Let $(\Omega, \mathcal{F}, \{\mathcal{F}_t\}_{t \geqslant 0}, \mathbb{P})$ be a filtered probability space and let $\tau_n \geqslant \tau_{n+1}$ be a markov time (stopping time) with respect to filtering $\{\mathcal{F}_t\}_{t\geqslant 0}$. Also for every $\omega \in \Omega$ next limit is exist: $$lim_{n\to\infty} \tau_n = \tau_0$$ Will $\tau_0$ stopping time or not with respect to same filtering?

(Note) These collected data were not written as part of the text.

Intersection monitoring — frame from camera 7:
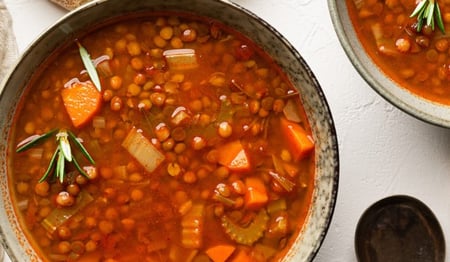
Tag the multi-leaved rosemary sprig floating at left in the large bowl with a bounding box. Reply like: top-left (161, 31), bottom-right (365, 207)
top-left (16, 129), bottom-right (95, 183)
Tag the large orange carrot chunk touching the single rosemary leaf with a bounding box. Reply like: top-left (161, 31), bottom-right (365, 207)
top-left (61, 81), bottom-right (102, 127)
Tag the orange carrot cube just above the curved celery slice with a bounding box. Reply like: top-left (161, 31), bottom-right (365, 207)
top-left (245, 177), bottom-right (269, 209)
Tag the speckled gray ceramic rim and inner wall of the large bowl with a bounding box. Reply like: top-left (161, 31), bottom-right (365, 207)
top-left (0, 0), bottom-right (339, 261)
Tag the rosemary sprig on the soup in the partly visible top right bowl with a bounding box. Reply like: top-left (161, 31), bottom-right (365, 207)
top-left (410, 0), bottom-right (445, 34)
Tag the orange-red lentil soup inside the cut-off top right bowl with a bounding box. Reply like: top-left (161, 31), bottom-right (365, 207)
top-left (346, 0), bottom-right (450, 104)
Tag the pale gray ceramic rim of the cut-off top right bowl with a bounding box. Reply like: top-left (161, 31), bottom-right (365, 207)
top-left (328, 0), bottom-right (450, 127)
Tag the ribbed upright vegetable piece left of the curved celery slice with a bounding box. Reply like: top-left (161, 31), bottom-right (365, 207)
top-left (181, 203), bottom-right (205, 248)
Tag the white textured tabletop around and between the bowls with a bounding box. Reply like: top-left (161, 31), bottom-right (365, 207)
top-left (4, 0), bottom-right (450, 262)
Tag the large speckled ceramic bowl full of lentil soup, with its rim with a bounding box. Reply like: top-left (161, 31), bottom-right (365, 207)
top-left (0, 0), bottom-right (338, 261)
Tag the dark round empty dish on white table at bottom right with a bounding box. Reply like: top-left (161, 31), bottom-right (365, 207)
top-left (355, 195), bottom-right (445, 262)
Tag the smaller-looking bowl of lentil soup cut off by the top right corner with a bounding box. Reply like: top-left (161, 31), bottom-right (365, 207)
top-left (328, 0), bottom-right (450, 127)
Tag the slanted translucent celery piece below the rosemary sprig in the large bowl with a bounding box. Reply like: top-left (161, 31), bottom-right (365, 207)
top-left (41, 190), bottom-right (94, 234)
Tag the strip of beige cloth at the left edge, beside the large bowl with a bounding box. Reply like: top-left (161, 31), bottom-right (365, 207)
top-left (0, 0), bottom-right (18, 85)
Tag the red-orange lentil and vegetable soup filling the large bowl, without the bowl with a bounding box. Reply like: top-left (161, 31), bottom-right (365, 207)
top-left (10, 15), bottom-right (315, 262)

I proved following: $\bigcap_{m \geqslant 1} \bigcup_{n \geqslant 1} \bigcap_{k \geqslant n} \{ \omega : \tau_k \leqslant t + \frac{1}{m} \} = \{ \tau_0 \leqslant t \}$
If left side of equal is measurable with respect to $ \mathcal{F}_t $ then $\tau_0$ - stopping time. A set from left side $ \{ \omega : \tau_k \leqslant t + \frac{1}{m} \} $ for every $ m \geqslant 1$ and every $ k \geqslant 1$ is measurable with respect to $ \mathcal{F}_{t+\frac{1}{m}} $. Therefore union of intersection (with index $k$) of these sets is measurable with respect to $ \mathcal{F}_{t+\frac{1}{m}} $ by definition of sigma-algebra.
And there is a first question: will the second intersection (with index $m$) of these sets, measurable with respect to $ \mathcal{F}_{t+\frac{1}{m}} $ ,be measurable with respect to $ \mathcal{F}_t $?
It seems non-measurable, so a second question following: Is there example of $\tau_n$ and $\{\mathcal{F}_t\}_{t \geqslant 0}$ in any book that can demonstrate it?